I've been digitizing the back catalog of family photos of late. I'm within about 250 - 500 photos of completing the task for my immediate family. That's my wife and our three kids. I still have a significant drawer full of pictures from my childhood and even some of my parents as children and young adults to get to next. It's a daunting task, but one that has been more meaningful than I'd expected.
It reminds me:
- of events that I'd completely lost from easy access memory.
- just how quickly time passes.
- to be grateful for my life and the people in it!
It reminds me of lost events.
I discovered many events from the past that I'd not thought of in many years. And as I thought about them, I realized, that without these images there was really no obvious pathway that would have taken my mind to that event. It's strange how the simplest of things can be meaningful enough at the time to take candid photos. Yet as the years pass by, that simple moment is tucked away onto a dusty shelf of memory and never brought out again.

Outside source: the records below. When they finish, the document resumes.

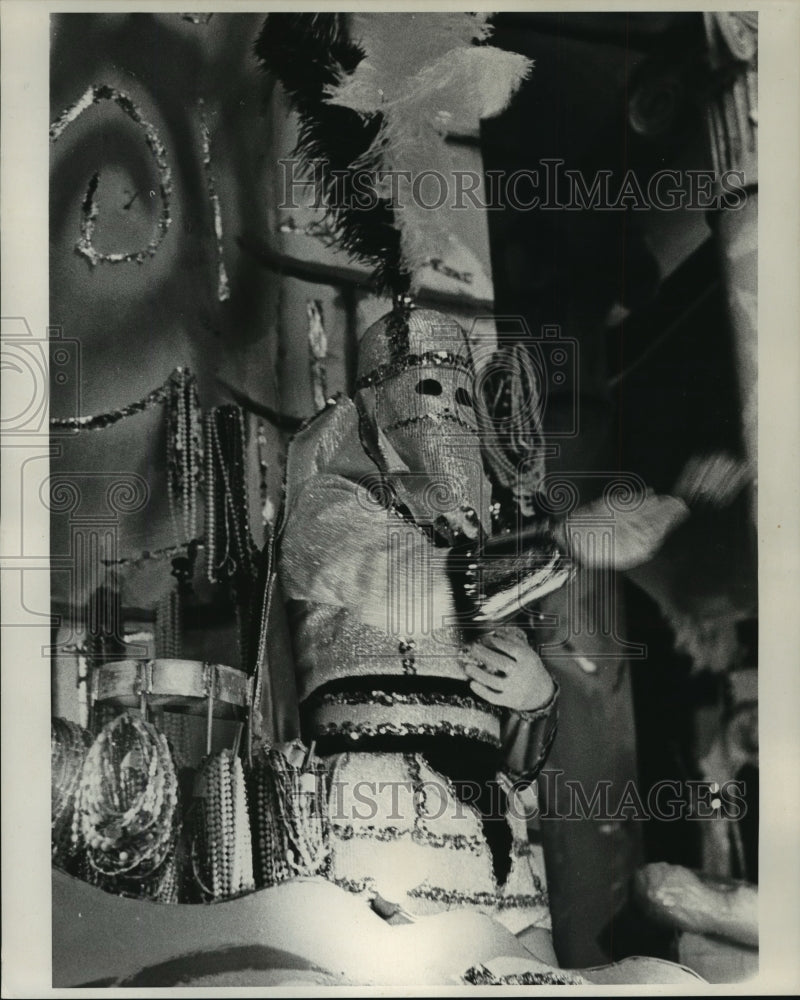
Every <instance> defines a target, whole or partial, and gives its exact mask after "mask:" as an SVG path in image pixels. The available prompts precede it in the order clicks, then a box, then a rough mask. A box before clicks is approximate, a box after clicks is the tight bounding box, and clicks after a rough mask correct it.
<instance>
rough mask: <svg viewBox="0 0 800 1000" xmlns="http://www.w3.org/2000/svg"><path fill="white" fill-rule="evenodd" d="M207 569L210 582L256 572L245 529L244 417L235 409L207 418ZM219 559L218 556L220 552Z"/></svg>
mask: <svg viewBox="0 0 800 1000" xmlns="http://www.w3.org/2000/svg"><path fill="white" fill-rule="evenodd" d="M205 429H206V448H207V455H206V487H205V488H206V549H207V561H206V568H207V573H208V578H209V581H210V582H211V583H219V582H221V581H222V580H225V579H232V578H234V577H237V576H240V577H244V578H249V577H252V576H253V574H254V572H255V545H254V543H253V538H252V534H251V531H250V511H249V498H248V493H247V476H246V465H245V455H246V440H245V437H246V435H245V424H244V415H243V413H242V410H241V408H240V407H239V406H234V405H229V404H226V405H225V406H218V407H215V408H214V409H213V410H212V411H210V412H209V413H208V414H207V415H206V422H205ZM220 550H221V552H222V555H221V556H220V555H219V552H220Z"/></svg>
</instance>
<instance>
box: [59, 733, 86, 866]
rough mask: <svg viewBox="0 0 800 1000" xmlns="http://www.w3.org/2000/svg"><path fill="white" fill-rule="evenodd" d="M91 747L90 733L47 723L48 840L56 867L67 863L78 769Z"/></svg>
mask: <svg viewBox="0 0 800 1000" xmlns="http://www.w3.org/2000/svg"><path fill="white" fill-rule="evenodd" d="M91 745H92V734H91V733H90V732H89V731H88V730H87V729H84V728H83V727H82V726H79V725H78V723H77V722H70V721H69V720H68V719H56V718H54V719H51V720H50V805H51V828H50V839H51V849H52V855H53V860H54V861H55V862H56V864H58V865H59V866H60V867H66V866H67V865H68V864H69V862H70V861H71V859H72V857H73V854H74V849H73V843H72V838H71V830H72V817H73V808H74V804H75V793H76V791H77V789H78V782H79V780H80V776H81V768H82V767H83V762H84V760H85V758H86V754H87V753H88V751H89V747H90V746H91Z"/></svg>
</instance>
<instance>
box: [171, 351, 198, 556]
mask: <svg viewBox="0 0 800 1000" xmlns="http://www.w3.org/2000/svg"><path fill="white" fill-rule="evenodd" d="M202 474H203V425H202V413H201V410H200V401H199V398H198V395H197V382H196V380H195V377H194V376H193V375H192V374H191V372H190V371H189V369H188V368H176V370H175V371H174V372H173V373H172V375H171V376H170V381H169V396H168V398H167V497H168V499H169V509H170V517H171V518H172V524H173V527H174V529H175V534H176V536H177V537H178V540H180V541H183V542H184V543H188V542H189V541H191V540H192V539H193V538H196V537H197V489H198V487H199V486H200V484H201V480H202ZM178 516H180V519H181V528H182V530H179V529H178V523H177V519H178Z"/></svg>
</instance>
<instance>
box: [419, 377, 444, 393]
mask: <svg viewBox="0 0 800 1000" xmlns="http://www.w3.org/2000/svg"><path fill="white" fill-rule="evenodd" d="M416 390H417V392H418V393H419V395H420V396H441V394H442V383H441V382H437V381H436V379H435V378H424V379H422V381H421V382H417V385H416Z"/></svg>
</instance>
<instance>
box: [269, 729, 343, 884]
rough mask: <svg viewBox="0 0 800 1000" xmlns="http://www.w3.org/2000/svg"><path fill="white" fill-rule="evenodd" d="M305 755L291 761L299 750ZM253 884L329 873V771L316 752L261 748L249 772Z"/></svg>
mask: <svg viewBox="0 0 800 1000" xmlns="http://www.w3.org/2000/svg"><path fill="white" fill-rule="evenodd" d="M301 753H302V757H303V759H302V760H300V761H295V760H293V759H290V757H291V758H295V757H297V756H298V754H301ZM249 783H250V810H251V822H252V828H253V858H254V865H255V878H256V884H257V885H258V886H259V887H265V886H270V885H276V884H277V883H278V882H282V881H284V880H285V879H288V878H293V877H296V876H310V875H319V874H327V871H328V868H329V861H330V821H329V814H328V775H327V771H326V769H325V766H324V764H323V762H322V761H321V760H320V759H319V758H317V757H315V756H314V753H313V745H312V748H311V750H309V751H308V753H307V754H305V750H304V748H303V747H302V745H301V744H299V743H298V744H292V745H290V747H289V748H288V754H287V753H285V752H284V751H283V750H281V749H280V748H279V747H271V748H269V749H267V748H264V747H262V748H261V752H260V753H259V755H258V756H257V757H256V758H255V760H254V762H253V766H252V768H251V770H250V774H249Z"/></svg>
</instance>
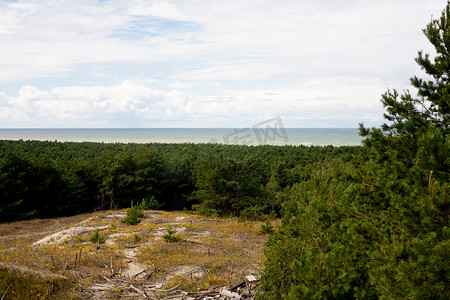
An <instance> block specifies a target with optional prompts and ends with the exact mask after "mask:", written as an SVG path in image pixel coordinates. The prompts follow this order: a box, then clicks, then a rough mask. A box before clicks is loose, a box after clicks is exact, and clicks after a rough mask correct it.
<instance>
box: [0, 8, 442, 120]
mask: <svg viewBox="0 0 450 300" xmlns="http://www.w3.org/2000/svg"><path fill="white" fill-rule="evenodd" d="M446 3H447V1H446V0H445V1H444V0H429V1H419V0H414V1H404V0H401V1H387V0H382V1H364V0H361V1H357V0H346V1H344V0H339V1H330V0H324V1H306V0H300V1H289V0H282V1H275V0H258V1H256V0H249V1H237V0H230V1H216V0H209V1H202V0H197V1H193V0H190V1H187V0H185V1H184V0H180V1H169V0H167V1H163V0H156V1H143V0H133V1H119V0H117V1H114V0H111V1H90V0H83V1H46V0H42V1H33V0H29V1H21V0H18V1H4V0H3V1H2V0H0V43H1V45H2V46H1V47H0V70H1V72H0V128H108V127H110V128H143V127H147V128H176V127H187V128H201V127H205V128H207V127H210V128H217V127H221V128H236V127H245V126H248V125H249V124H254V123H258V122H261V121H264V120H267V119H270V118H272V117H275V116H281V117H282V119H283V123H284V125H285V126H286V127H300V128H354V127H357V126H358V124H359V123H361V122H363V123H364V124H365V125H366V126H379V125H380V124H381V123H382V122H383V111H384V110H383V107H382V105H381V103H380V98H381V94H382V93H384V92H385V91H386V90H387V89H388V88H390V89H397V90H398V91H399V92H402V91H403V90H405V89H409V90H411V91H412V92H413V90H412V88H411V86H410V84H409V78H410V77H411V76H413V75H418V76H421V77H424V74H423V71H421V70H420V68H419V67H418V66H417V64H416V63H415V61H414V58H415V57H416V56H417V52H418V51H419V50H424V52H426V53H430V54H432V55H433V54H434V51H433V49H432V48H431V45H430V44H429V42H428V40H427V39H426V37H425V36H424V34H423V33H422V29H423V28H425V26H426V24H428V23H429V22H430V20H431V17H432V16H433V17H434V18H437V17H439V16H440V14H441V11H442V10H443V9H444V7H445V5H446Z"/></svg>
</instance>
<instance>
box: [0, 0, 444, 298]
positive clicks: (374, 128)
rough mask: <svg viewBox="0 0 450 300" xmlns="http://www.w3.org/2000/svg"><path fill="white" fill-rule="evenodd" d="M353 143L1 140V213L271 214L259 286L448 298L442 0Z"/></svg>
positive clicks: (332, 292) (47, 213)
mask: <svg viewBox="0 0 450 300" xmlns="http://www.w3.org/2000/svg"><path fill="white" fill-rule="evenodd" d="M424 33H425V35H426V36H427V38H428V39H429V41H430V43H431V44H432V45H433V46H434V48H435V50H436V54H435V55H433V56H430V55H429V54H424V53H422V52H419V54H418V57H417V58H416V62H417V63H418V65H419V66H420V67H421V68H422V69H423V70H424V71H425V72H426V73H427V77H426V78H427V79H426V80H425V79H420V78H418V77H416V76H414V77H412V78H411V84H412V87H413V88H414V90H415V91H417V94H416V96H413V95H411V94H410V92H409V91H404V92H403V93H402V94H399V93H398V92H397V91H396V90H388V91H387V92H386V93H385V94H383V95H382V99H381V101H382V104H383V105H384V107H385V109H386V113H385V115H384V116H385V119H386V124H384V125H382V126H381V128H365V127H364V126H363V125H361V127H360V132H361V135H362V136H364V137H365V140H364V141H363V145H362V146H361V147H332V146H327V147H305V146H254V147H249V146H232V145H218V144H146V145H143V144H102V143H58V142H38V141H0V197H1V198H0V221H2V222H5V221H14V220H20V219H26V218H32V217H54V216H63V215H69V214H77V213H81V212H87V211H93V210H103V209H112V208H123V207H129V206H130V205H131V204H132V203H135V204H142V206H143V207H146V208H149V209H166V210H181V209H188V210H191V209H194V210H196V211H198V212H200V213H203V214H207V215H214V216H218V215H233V216H237V217H240V218H264V217H265V216H267V215H269V214H272V215H273V214H275V215H278V216H280V217H282V220H283V223H282V226H281V228H280V229H279V230H277V231H276V232H275V233H273V235H272V236H271V237H270V238H269V240H268V242H267V245H266V248H265V254H266V262H265V270H264V271H263V273H262V278H261V290H262V294H261V295H260V297H261V298H264V299H322V298H326V299H354V298H358V299H378V298H383V299H398V298H400V299H448V298H450V288H449V284H450V275H449V274H450V263H449V259H448V257H449V253H448V251H449V250H448V249H450V228H449V225H450V224H449V218H450V213H449V201H448V190H449V184H450V171H449V170H450V159H449V156H448V154H449V148H450V142H449V138H448V133H449V124H450V86H449V74H450V4H449V3H447V6H446V8H445V10H444V12H443V14H442V16H441V17H440V18H438V19H436V20H432V21H431V23H430V24H428V25H427V27H426V28H425V29H424Z"/></svg>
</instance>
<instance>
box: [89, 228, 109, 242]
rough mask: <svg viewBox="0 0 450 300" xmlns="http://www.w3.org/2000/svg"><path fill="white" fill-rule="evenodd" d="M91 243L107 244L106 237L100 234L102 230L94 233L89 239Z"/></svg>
mask: <svg viewBox="0 0 450 300" xmlns="http://www.w3.org/2000/svg"><path fill="white" fill-rule="evenodd" d="M89 241H90V242H92V243H99V244H103V243H104V242H105V236H104V235H102V234H100V230H98V229H96V230H95V231H94V234H93V235H92V236H91V238H90V239H89Z"/></svg>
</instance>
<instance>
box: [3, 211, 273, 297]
mask: <svg viewBox="0 0 450 300" xmlns="http://www.w3.org/2000/svg"><path fill="white" fill-rule="evenodd" d="M125 215H126V213H125V211H108V212H101V213H93V214H84V215H79V216H74V217H70V218H59V219H52V220H31V221H23V222H15V223H10V224H0V262H1V263H2V264H1V265H0V270H1V269H3V271H4V272H9V273H8V274H9V275H8V276H9V277H8V278H12V277H14V276H13V275H11V274H15V276H19V275H18V273H17V270H18V269H19V270H21V271H20V272H19V273H21V274H22V273H23V274H25V275H23V276H33V274H36V273H33V272H38V273H37V274H40V275H39V276H41V277H42V278H41V280H40V281H39V280H38V281H35V283H36V284H37V286H36V284H35V285H33V290H35V291H43V292H37V293H34V294H33V293H31V292H30V293H31V294H33V295H35V296H34V297H33V298H36V299H50V298H52V295H53V296H54V297H56V298H58V297H59V298H60V297H63V298H100V297H102V298H105V297H106V298H108V297H110V298H122V297H125V296H133V295H139V293H137V292H136V291H138V292H139V291H141V290H145V288H146V287H150V286H151V287H154V288H153V289H152V295H153V296H154V297H159V298H161V297H163V296H164V295H165V293H167V291H168V290H170V289H171V288H177V289H182V290H184V291H187V292H192V293H194V292H199V291H203V290H210V289H212V288H214V287H223V286H233V285H235V284H237V283H240V282H242V280H243V276H244V275H249V274H257V273H258V272H259V271H260V270H261V269H262V262H263V260H264V254H263V245H264V243H265V241H266V239H267V236H265V235H262V234H260V229H261V224H262V222H252V221H246V222H239V221H237V220H235V219H210V218H204V217H201V216H198V215H191V214H186V213H181V212H162V211H147V212H145V217H144V219H143V220H142V222H141V223H140V224H138V225H135V226H130V225H126V224H123V223H121V222H120V221H121V220H122V219H123V218H124V217H125ZM99 226H105V228H107V229H104V230H101V231H100V233H101V235H103V236H104V237H105V243H104V244H94V243H91V242H89V239H90V237H91V236H92V234H93V228H94V227H99ZM106 226H107V227H106ZM167 226H171V227H172V228H173V229H175V230H176V231H177V233H176V235H179V236H181V237H182V241H181V242H178V243H167V242H166V241H164V239H163V238H162V236H163V235H164V234H165V233H166V232H167V229H166V228H167ZM80 227H82V228H83V230H82V231H81V232H82V233H81V234H73V235H72V236H70V237H67V236H66V239H65V240H62V241H61V242H60V243H54V242H52V241H51V240H50V241H48V242H46V243H43V244H42V245H41V244H35V245H33V243H36V242H37V241H38V240H41V239H43V238H44V237H48V236H50V235H52V234H55V233H58V232H60V231H64V230H65V231H66V232H67V231H68V230H67V229H69V228H72V229H75V228H80ZM91 229H92V230H91ZM69 232H70V231H69ZM74 232H75V231H74ZM14 270H15V271H14ZM11 272H13V273H11ZM14 272H16V273H14ZM39 272H41V273H39ZM52 274H53V275H54V276H57V277H58V278H59V279H61V280H60V281H58V285H57V286H58V288H50V287H49V282H53V281H54V280H53V279H52V280H53V281H52V280H50V279H51V277H52V276H53V275H52ZM11 276H12V277H11ZM19 277H20V276H19ZM5 278H6V277H5ZM45 278H47V279H48V280H47V279H45ZM8 280H9V281H11V280H10V279H8ZM49 280H50V281H49ZM11 282H12V281H11ZM39 282H41V283H42V286H41V288H39V284H38V283H39ZM8 284H10V283H8V282H7V281H6V279H3V278H2V279H0V295H2V294H3V293H4V291H5V290H6V287H7V286H8ZM61 285H66V286H65V287H63V288H61ZM11 286H12V287H10V288H9V290H8V292H7V293H6V295H7V297H5V299H8V296H9V297H10V299H15V298H14V297H12V296H13V295H17V292H18V289H25V290H26V289H27V286H24V285H20V284H13V285H11ZM136 287H138V288H136ZM140 289H141V290H140ZM61 293H64V294H61ZM31 294H30V295H31ZM38 294H39V296H37V295H38ZM17 299H18V298H17Z"/></svg>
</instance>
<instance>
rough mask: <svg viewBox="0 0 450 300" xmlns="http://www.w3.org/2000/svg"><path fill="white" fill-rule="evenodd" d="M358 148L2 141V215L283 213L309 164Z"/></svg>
mask: <svg viewBox="0 0 450 300" xmlns="http://www.w3.org/2000/svg"><path fill="white" fill-rule="evenodd" d="M360 153H361V147H332V146H327V147H305V146H283V147H279V146H258V147H248V146H233V145H218V144H102V143H59V142H41V141H0V197H1V198H0V199H1V202H0V212H1V214H0V220H1V221H3V222H4V221H14V220H20V219H25V218H31V217H57V216H64V215H73V214H77V213H83V212H89V211H93V210H103V209H113V208H124V207H129V206H130V205H131V203H132V202H134V204H141V203H143V204H144V205H145V206H147V208H152V209H165V210H181V209H188V210H191V209H192V207H194V208H195V209H197V210H198V211H200V212H201V213H205V214H212V215H235V216H242V217H245V218H255V217H258V216H259V215H261V214H268V213H270V212H271V211H275V212H277V213H279V211H280V210H281V203H282V202H283V200H282V198H283V197H282V196H277V193H280V192H281V191H283V190H284V189H289V188H290V187H291V186H292V184H294V183H295V182H298V181H301V180H303V178H305V177H307V176H309V174H310V170H309V169H308V166H310V165H311V164H312V163H315V162H318V161H322V160H324V159H326V158H331V157H333V158H334V159H340V160H342V161H346V160H353V159H354V158H355V157H358V156H359V155H360Z"/></svg>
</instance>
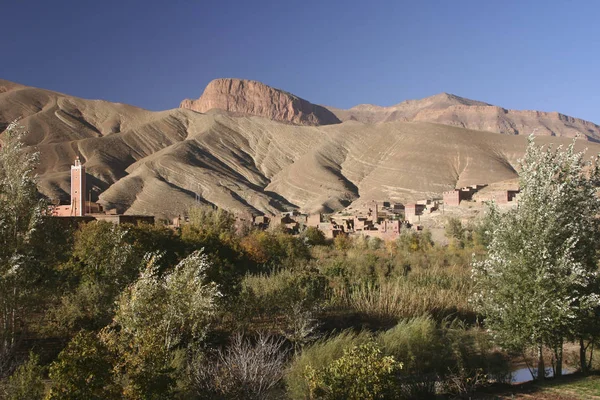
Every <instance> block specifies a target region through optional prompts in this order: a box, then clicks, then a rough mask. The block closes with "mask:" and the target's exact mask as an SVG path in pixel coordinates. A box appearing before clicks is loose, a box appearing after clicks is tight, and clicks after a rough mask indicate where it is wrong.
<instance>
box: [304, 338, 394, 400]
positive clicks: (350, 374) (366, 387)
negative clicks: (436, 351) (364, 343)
mask: <svg viewBox="0 0 600 400" xmlns="http://www.w3.org/2000/svg"><path fill="white" fill-rule="evenodd" d="M401 369H402V363H399V362H397V361H396V360H395V359H394V357H392V356H384V355H383V353H382V352H381V349H380V348H379V346H378V345H377V344H375V343H374V342H368V343H365V344H362V345H359V346H354V347H352V348H351V349H349V350H345V351H344V355H343V356H342V357H340V358H338V359H337V360H335V361H333V362H332V363H330V364H329V365H326V366H324V367H321V368H319V369H316V368H314V367H312V366H308V367H307V368H306V372H305V376H306V379H307V381H308V385H309V388H310V398H312V399H331V400H341V399H356V400H358V399H361V400H370V399H392V398H397V397H398V394H399V393H400V385H399V382H398V379H397V373H398V371H400V370H401Z"/></svg>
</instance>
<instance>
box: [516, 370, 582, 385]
mask: <svg viewBox="0 0 600 400" xmlns="http://www.w3.org/2000/svg"><path fill="white" fill-rule="evenodd" d="M532 371H533V376H532V375H531V371H529V369H528V368H521V369H517V370H515V371H513V372H511V380H510V381H511V383H523V382H529V381H532V380H533V379H534V377H535V376H537V368H534V369H533V370H532ZM573 372H575V371H574V370H572V369H568V368H563V375H568V374H572V373H573ZM552 376H554V372H553V371H552V368H546V377H547V378H549V377H552Z"/></svg>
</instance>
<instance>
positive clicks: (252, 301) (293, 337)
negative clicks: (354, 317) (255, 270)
mask: <svg viewBox="0 0 600 400" xmlns="http://www.w3.org/2000/svg"><path fill="white" fill-rule="evenodd" d="M328 294H329V287H328V280H327V278H326V277H325V276H323V275H322V274H321V273H320V272H319V271H318V270H316V269H315V268H308V267H307V268H303V269H300V270H282V271H279V272H277V273H274V274H271V275H266V274H261V275H248V276H246V278H245V279H244V282H243V289H242V295H241V297H240V300H239V307H238V308H237V311H236V312H237V313H238V317H237V318H236V319H239V320H244V319H246V320H248V319H249V318H256V317H265V318H268V319H269V320H270V321H273V320H274V318H275V317H276V316H279V317H282V318H281V319H282V320H283V322H284V326H283V327H282V328H283V333H284V334H285V335H286V337H288V339H290V340H292V341H293V342H294V343H296V344H299V345H301V344H303V343H304V342H305V341H306V340H307V339H308V337H309V336H310V335H311V333H312V332H313V331H314V328H315V327H316V325H315V324H316V321H315V320H314V318H313V316H314V314H315V313H316V312H318V311H319V310H321V308H322V307H323V305H324V303H325V301H326V300H327V298H328Z"/></svg>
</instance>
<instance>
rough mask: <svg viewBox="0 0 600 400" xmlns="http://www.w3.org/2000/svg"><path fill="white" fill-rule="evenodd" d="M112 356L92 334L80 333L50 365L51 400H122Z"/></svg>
mask: <svg viewBox="0 0 600 400" xmlns="http://www.w3.org/2000/svg"><path fill="white" fill-rule="evenodd" d="M112 367H113V365H112V354H111V353H110V352H109V351H108V349H107V348H106V346H105V345H104V344H103V343H102V342H101V341H100V340H98V338H97V337H96V335H95V334H94V333H91V332H85V331H81V332H80V333H78V334H77V335H75V337H74V338H73V339H72V340H71V341H70V342H69V344H68V345H67V347H66V348H65V349H64V350H63V351H62V352H61V353H60V354H59V355H58V359H57V360H56V361H55V362H53V363H52V364H51V365H50V373H49V376H50V379H52V388H51V389H50V393H48V396H47V397H46V398H47V399H48V400H55V399H56V400H58V399H61V400H71V399H72V400H76V399H77V400H79V399H90V400H104V399H118V398H120V390H119V387H118V385H117V384H116V383H115V377H114V375H113V372H112Z"/></svg>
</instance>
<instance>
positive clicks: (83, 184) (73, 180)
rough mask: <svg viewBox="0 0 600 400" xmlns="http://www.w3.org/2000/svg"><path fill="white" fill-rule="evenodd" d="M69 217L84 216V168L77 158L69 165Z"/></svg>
mask: <svg viewBox="0 0 600 400" xmlns="http://www.w3.org/2000/svg"><path fill="white" fill-rule="evenodd" d="M71 215H72V216H76V217H81V216H83V215H85V167H84V166H83V165H81V161H79V157H76V158H75V163H74V165H71Z"/></svg>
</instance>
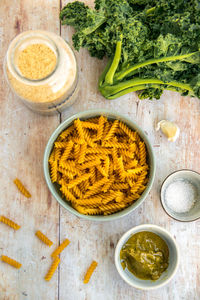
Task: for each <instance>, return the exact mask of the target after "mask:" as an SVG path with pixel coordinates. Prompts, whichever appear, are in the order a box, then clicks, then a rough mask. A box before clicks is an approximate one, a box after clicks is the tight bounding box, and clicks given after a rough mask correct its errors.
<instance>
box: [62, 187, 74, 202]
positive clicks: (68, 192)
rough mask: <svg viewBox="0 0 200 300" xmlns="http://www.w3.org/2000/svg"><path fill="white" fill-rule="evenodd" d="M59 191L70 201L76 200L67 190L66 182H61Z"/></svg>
mask: <svg viewBox="0 0 200 300" xmlns="http://www.w3.org/2000/svg"><path fill="white" fill-rule="evenodd" d="M60 190H61V192H62V193H63V194H64V195H65V197H66V199H67V200H68V201H71V202H75V201H76V197H74V195H73V194H72V193H71V192H70V191H69V189H68V188H67V185H66V184H63V185H62V186H61V188H60Z"/></svg>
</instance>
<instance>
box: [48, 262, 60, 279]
mask: <svg viewBox="0 0 200 300" xmlns="http://www.w3.org/2000/svg"><path fill="white" fill-rule="evenodd" d="M59 263H60V258H59V257H55V258H54V260H53V262H52V264H51V267H50V269H49V271H48V272H47V274H46V276H45V277H44V279H45V280H46V281H49V280H50V279H51V278H52V276H53V274H54V273H55V271H56V269H57V267H58V265H59Z"/></svg>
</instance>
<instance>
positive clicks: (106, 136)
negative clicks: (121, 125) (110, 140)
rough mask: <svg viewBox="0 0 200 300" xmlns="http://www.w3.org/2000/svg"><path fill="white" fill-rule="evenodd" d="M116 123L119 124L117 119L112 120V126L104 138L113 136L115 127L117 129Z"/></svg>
mask: <svg viewBox="0 0 200 300" xmlns="http://www.w3.org/2000/svg"><path fill="white" fill-rule="evenodd" d="M118 124H119V121H118V120H115V121H114V122H113V124H112V126H111V128H110V130H109V132H108V133H107V135H106V136H105V138H104V140H110V139H111V138H112V137H113V135H114V133H115V131H116V129H117V126H118Z"/></svg>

It reminds me of time passing.
As our youngest is travelling the world on her own and our first grandchild is filling our current photo albums (digital albums now thankfully!) I'm surprised at how much of life has shot by. I'm savoring each moment more as I look at the images that remind me that nights with colicky babies are endless, but a generation passes in an eye blink.
It makes me grateful.
I have been overwhelming blessed in this life. In moments of discomfort or distress I can easily lose sight of how much blessing I've enjoyed. It's well known that a small amount of 'bad' can swamp our perception of a whole lot of 'good'. Looking at the images of my life I can honestly say that I've had bad days, but my life has been wonderful.
I started this task to make room in my closets, hope chests and drawers for currently useful material. That mission is being accomplished. What I wasn't expecting is how much room this has created in my mind for hope, joy and peace.